Dibenci oleh banyak orang buangan di Florida yang melihatnya sebagai orang yang memerintah dengan tangan besi dan menghilangkan kebebasan sipil, Castro dipuji di pulau itu sebagai pejuang kesetaraan dan keadilan sosial yang menantang Amerika Serikat selama lima dekade.
“Delapan puluh delapan alasan lagi untuk terus berjuang menyelamatkan umat manusia,” demikian bunyi judul utama surat kabar tersebut Pemuda Pemberontak.
“Memberi penghormatan kepada Fidel adalah sebuah partai besar,” harian Partai Komunis Nenek dikatakan.
Castro pensiun selamanya pada tahun 2008 setelah penyakit yang hampir fatal, menyerahkan kekuasaan kepada adik laki-lakinya dan penggantinya, Raúl, yang berusia 83 tahun pada bulan Juni. Castro yang lebih muda mengatakan ia bermaksud untuk meninggalkan jabatannya pada saat masa jabatannya berakhir pada tahun 2018, dan tahun lalu menunjuk generasi berikutnya sebagai pewaris Wakil Presiden Pertama Miguel Díaz-Canel.
Fidel Castro jarang tampil di depan umum akhir-akhir ini, dan tidak berpartisipasi dalam perayaan resmi ulang tahunnya dalam beberapa tahun terakhir. Namun, tonggak sejarah ini merupakan pengingat bahwa waktu terus berjalan bagi kaum revolusioner lanjut usia yang masih menduduki banyak posisi teratas.

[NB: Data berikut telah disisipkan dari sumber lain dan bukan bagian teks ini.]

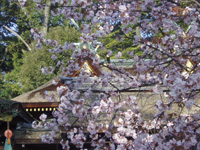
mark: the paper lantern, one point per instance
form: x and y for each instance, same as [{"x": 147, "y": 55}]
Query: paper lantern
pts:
[{"x": 8, "y": 133}]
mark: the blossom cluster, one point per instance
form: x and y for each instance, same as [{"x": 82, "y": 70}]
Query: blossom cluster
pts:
[{"x": 174, "y": 43}]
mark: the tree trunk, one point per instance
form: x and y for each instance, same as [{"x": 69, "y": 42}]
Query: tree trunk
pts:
[{"x": 46, "y": 17}]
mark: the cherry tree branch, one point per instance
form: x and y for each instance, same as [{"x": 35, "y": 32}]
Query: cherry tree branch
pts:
[{"x": 18, "y": 37}]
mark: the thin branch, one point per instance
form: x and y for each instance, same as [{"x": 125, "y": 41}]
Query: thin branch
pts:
[
  {"x": 18, "y": 37},
  {"x": 4, "y": 57}
]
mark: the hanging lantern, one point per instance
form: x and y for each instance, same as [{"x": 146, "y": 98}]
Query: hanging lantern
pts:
[{"x": 8, "y": 134}]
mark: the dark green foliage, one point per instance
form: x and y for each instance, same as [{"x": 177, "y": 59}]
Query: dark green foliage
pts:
[{"x": 30, "y": 75}]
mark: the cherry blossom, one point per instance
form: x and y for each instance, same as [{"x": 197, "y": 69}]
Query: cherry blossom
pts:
[{"x": 169, "y": 41}]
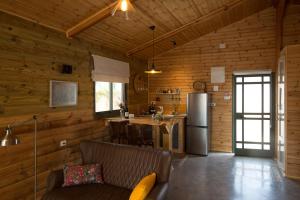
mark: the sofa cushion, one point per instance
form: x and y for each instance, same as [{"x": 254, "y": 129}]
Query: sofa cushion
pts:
[
  {"x": 124, "y": 165},
  {"x": 88, "y": 192},
  {"x": 143, "y": 188},
  {"x": 82, "y": 174}
]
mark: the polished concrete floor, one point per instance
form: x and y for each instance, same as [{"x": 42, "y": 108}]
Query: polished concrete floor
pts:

“Delapan puluh delapan tahun, itu lama sekali, dan usia mayoritas pemimpin yang lanjut usia sudah mengkhawatirkan,” kata Frank Jimenez, seorang pensiunan berusia 67 tahun di Havana. “Kecuali Diaz-Canel, mereka berusia sekitar 80 tahun. Saya pikir mereka seharusnya mempersiapkan lebih banyak pemain muda… mereka memerlukannya untuk maju.”
Pameran foto bertajuk “Fidel is Fidel” ini merupakan kumpulan gambar Fidel Castro yang diambil antara tahun 2005 dan 2012 oleh Roberto Chile, yang memiliki akses terhadap pemimpin Kuba tersebut selama lebih dari 25 tahun.
Dibuka Selasa malam di peringatan Havana untuk pahlawan kemerdekaan Jose Marti. Tokoh-tokoh era revolusioner seperti Jose Ramon Fernandez, Guillermo Garcia Frias dan Armando Hart hadir, begitu pula balerina terkenal Kuba Alicia Alonso.
Pejabat pulau mengatakan pertunjukan paralel dipentaskan di sebuah galeri di Berlin.
Surat kabar Kuba Trabajadores mengatakan restorasi tempat kelahiran Castro di Biran, di provinsi timur Holguin, dilakukan oleh kantor sejarawan Havana dan pekerja dari sebuah perusahaan konstruksi milik negara.
Pekerjaan restorasi di kawasan pedesaan juga mencakup beberapa bangunan lain seperti panteon keluarga tempat orang tua Fidel dan Raúl Castro dimakamkan, sekolah tempat mereka belajar semasa kecil, dan kabin tempat tinggal para pekerja perkebunan Haiti.
Meski tak lagi berkuasa dan tak mendapat sorotan, Castro tetap memberikan bayangan panjang.
Dia secara teratur bertemu dengan pejabat asing yang berkunjung, yang terbaru adalah Presiden Vladimir Putin dari Rusia dan Xi Jinping dari Tiongkok.
Castro juga terus menulis kolom surat kabar yang biasanya membahas peristiwa-peristiwa dunia seperti krisis Ukraina dan pertemuan puncak negara-negara BRICS baru-baru ini di Brasil.
Pekan lalu, media pemerintah menerbitkan sebuah artikel di mana Castro dengan tajam mengkritik serangan Israel di Gaza, menyebutnya sebagai “genosida yang dilakukan terhadap orang-orang Palestina” dan memperingatkan akan terjadinya “Holocaust Palestina.”